Nous avons par ailleurs réalisé des démarches similaires dans six autres domaines applicatifs, notamment le maritime, l’agriculture, l’automobile, la construction… Tout cela nous a permis de faire croître la robustesse de notre technologie et de prouver aux intégrateurs qu’elle fonctionne.

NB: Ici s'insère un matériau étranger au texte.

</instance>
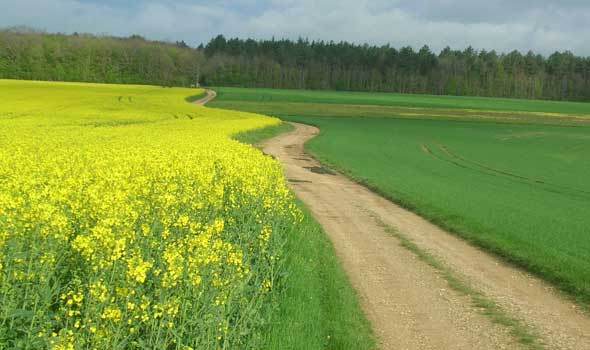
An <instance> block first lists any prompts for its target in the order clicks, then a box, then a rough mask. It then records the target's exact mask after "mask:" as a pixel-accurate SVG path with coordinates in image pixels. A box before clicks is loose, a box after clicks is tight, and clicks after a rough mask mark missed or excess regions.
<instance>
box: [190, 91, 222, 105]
mask: <svg viewBox="0 0 590 350" xmlns="http://www.w3.org/2000/svg"><path fill="white" fill-rule="evenodd" d="M205 93H206V94H207V96H204V97H202V98H200V99H198V100H196V101H193V103H194V104H196V105H199V106H204V105H205V104H207V102H209V101H211V100H212V99H214V98H215V97H216V96H217V92H215V91H213V90H209V89H205Z"/></svg>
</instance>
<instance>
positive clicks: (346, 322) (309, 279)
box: [234, 123, 375, 350]
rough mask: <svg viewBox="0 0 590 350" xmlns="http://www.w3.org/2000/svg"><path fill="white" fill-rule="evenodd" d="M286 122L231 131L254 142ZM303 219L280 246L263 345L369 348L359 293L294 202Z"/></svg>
mask: <svg viewBox="0 0 590 350" xmlns="http://www.w3.org/2000/svg"><path fill="white" fill-rule="evenodd" d="M292 128H293V127H292V126H291V125H290V124H288V123H282V124H280V125H277V126H273V127H268V128H263V129H258V130H253V131H249V132H245V133H241V134H238V135H235V136H234V138H235V139H236V140H238V141H240V142H245V143H250V144H256V143H258V142H260V141H262V140H264V139H267V138H270V137H273V136H276V135H278V134H280V133H282V132H286V131H289V130H291V129H292ZM298 205H299V207H300V208H301V209H302V210H303V212H304V219H303V222H301V223H300V224H299V225H297V226H296V227H294V228H293V230H292V232H291V233H290V235H289V237H288V239H287V243H286V246H285V249H284V251H285V254H286V256H285V257H284V274H285V277H286V278H284V279H283V281H284V284H283V285H281V286H280V288H281V290H280V292H278V293H277V294H276V299H275V300H274V301H273V303H272V305H269V309H270V311H269V315H270V316H269V317H270V319H269V326H268V329H267V330H266V331H265V339H264V342H263V343H264V344H265V346H264V348H265V349H277V350H279V349H280V350H288V349H302V350H303V349H305V350H307V349H310V350H311V349H342V350H345V349H355V350H364V349H367V350H368V349H374V348H375V340H374V337H373V334H372V331H371V327H370V325H369V323H368V321H367V320H366V318H365V316H364V314H363V312H362V310H361V308H360V305H359V302H358V297H357V295H356V293H355V291H354V290H353V288H352V286H351V285H350V283H349V281H348V278H347V277H346V274H345V273H344V271H343V270H342V268H341V267H340V263H339V262H338V258H337V257H336V253H335V251H334V248H333V247H332V244H331V242H330V241H329V239H328V238H327V236H326V234H325V233H324V232H323V230H322V228H321V226H320V225H319V224H318V223H317V221H315V219H314V218H313V217H312V216H311V214H310V213H309V211H308V210H307V208H305V206H304V204H303V203H301V202H299V203H298Z"/></svg>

Forts de ce parcours, nous entrons désormais dans une ère industrielle. Nous allons véritablement pouvoir développer notre métier d’opérateur de service. Nous avons pour cela reçu le soutien de trois nouveaux actionnaires : trois grands groupes du CAC 40 – Bouygues, Stellantis et Thales – qui ont investi pas moins de 6 millions d’euros et qui sont eux-mêmes candidats à l’utilisation de notre technologie. Nous finalisons par ailleurs des contrats d’intégration avec trois grands fabricants de récepteurs, qui vont graver notre technologie logicielle directement dans le silicium de leurs chipsets[3] GNSS.
Si je prends l’exemple du domaine automobile, on pourrait ainsi voir les premiers véhicules bénéficiant de notre technologie arriver sur le marché d’ici 3 ans, et même dès 2024 en réalisant une opération de rétrofit sur des véhicules existants, pour leur apporter de nouveaux services.
Pour quel modèle économique comptez-vous opter ?
Plusieurs schémas de go to market sont possibles. On peut imaginer packager le coût de l’abonnement à nos services avec le prix d’achat du récepteur. Cela nous semble pertinent pour le marché de masse. Pour des applications à forte valeur ajoutée, nous envisageons de proposer des services plus élaborés, avec des contrats de support, sous forme d’abonnement.
Plus globalement, notre objectif est véritablement de nous positionner en tant qu’opérateur, sans vendre aux utilisateurs finaux, mais en passant par des intégrateurs, afin de massifier le déploiement de notre technologie.
[1] Global Navigation Satellites Systems : GPS américain, GLONASS russe, BEIDOU chinois et GALILEO européen.